Anche in periodi come quello (complesso e “ritirato” nella paura) che stiamo vivendo, accanto ad atti di abnegazione (per tutti, valga l’esempio di chi aiuta e cura, anche a rischio della propria vita), il nostro sguardo non può fare a meno di incontrare manifestazioni di egoismo totale, incondizionato, camuffato e truffaldino. 

La parola “Io”.

In Psicologia rappresenta una struttura psichica (organizzata e relativamente stabile) deputata al contatto ed ai rapporti con la realtà, sia interna che esterna. Nella grammatica della lingua italiana, “diventa” un pronome personale che indica un “soggetto” il quale, in quanto tale, non è disponibile a subire l’essere considerato un complemento “oggetto”.

La sua derivazione etimologica trae origine dal greco “Ego” che, con l’aggiunta di “ismo” (suffisso che tende a formare parole astratte che indicano dottrine o atteggiamenti) diventa, guarda caso, egoismo

Ogni qualunque operazione dell’animo nostro ha sempre la sua certa e inevitabile origine nell’egoismo (Giacomo Leopardi).

I saggi sostengono che noi nasciamo per portare avanti un progetto. Per quanto si possa speculare su ciò, non si può fare a meno di concludere che al di là di evolvere le nostre capacità (nel bene o nel male) migliorando la gestione del nostro potenziale genetico e restituendo il tutto (con gli interessi) a “fine corsa” come si fa con i prestiti bancari, non si può andare.

Carl Gustav Jung, ci ha condannato ad una sorta di “fine pena mai” spiegando la presenza dell’Inconscio Collettivo come una sorta di matrice comune e trasversale in cui tutti siamo compresi e che, intrisa di “germi” e “lieviti” ci proietta ineluttabilmente verso il Futuro.

Volenti o nolenti.

La Natura (o chi per lei), magnanima, ha creato un escamotage per indurci a darci da fare: la possibilità di godere.
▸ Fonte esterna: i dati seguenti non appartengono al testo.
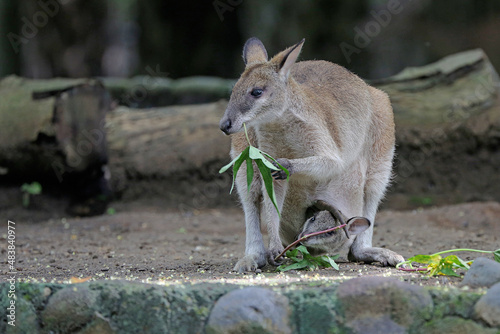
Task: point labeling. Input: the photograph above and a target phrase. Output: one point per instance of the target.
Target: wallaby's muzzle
(226, 125)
In alternativa (come ci ha spiegato Freud con la teoria del “dualismo pulsionale” e il rapporto fra Eros e Thanatos), la voglia di “morire” per ricominciare e avere, quindi, (presumibilmente) altre occasioni.

D’altronde, per avere dei figli, bisogna generare quello che i Fisiologi chiamano “orgasmo” e i Neurologi “petit mort” (piccola morte)  che quindi è, al tempo stesso, piacere e morte.

I Filosofi, descriverebbero questo particolare momento di intimità, come l’inizio e la chiusura del cerchio della vita. Dalla Fine, un nuovo inizio, insomma. Il tutto cercato, è bene ricordarlo, con sommo Egoismo.

E allora, fin da bambini ci insegnano  a coltivare al pianta del narcisimo che ci porta a cercare il piacere da ogni esperienza, anche quella negativa (fatte salve le situazioni in cui l’imprevisto ci pone di fronte al dolore).

Anche nella sofferenza, il discorso non cambia più di tanto.

Quante volte agiamo schiavi delle nostre abitudini “familiari”? Quando proviamo ad andare oltre lo steccato del recinto in cui la ripetitività ci confina, soffriamo al punto da essere tentati di rifugiarci dentro dei “Gompa” (templi buddhisti anche molto piccoli, all’interno dei quali potersi ritirare e pregare cercando la pace) mentali di arcaici comportamenti.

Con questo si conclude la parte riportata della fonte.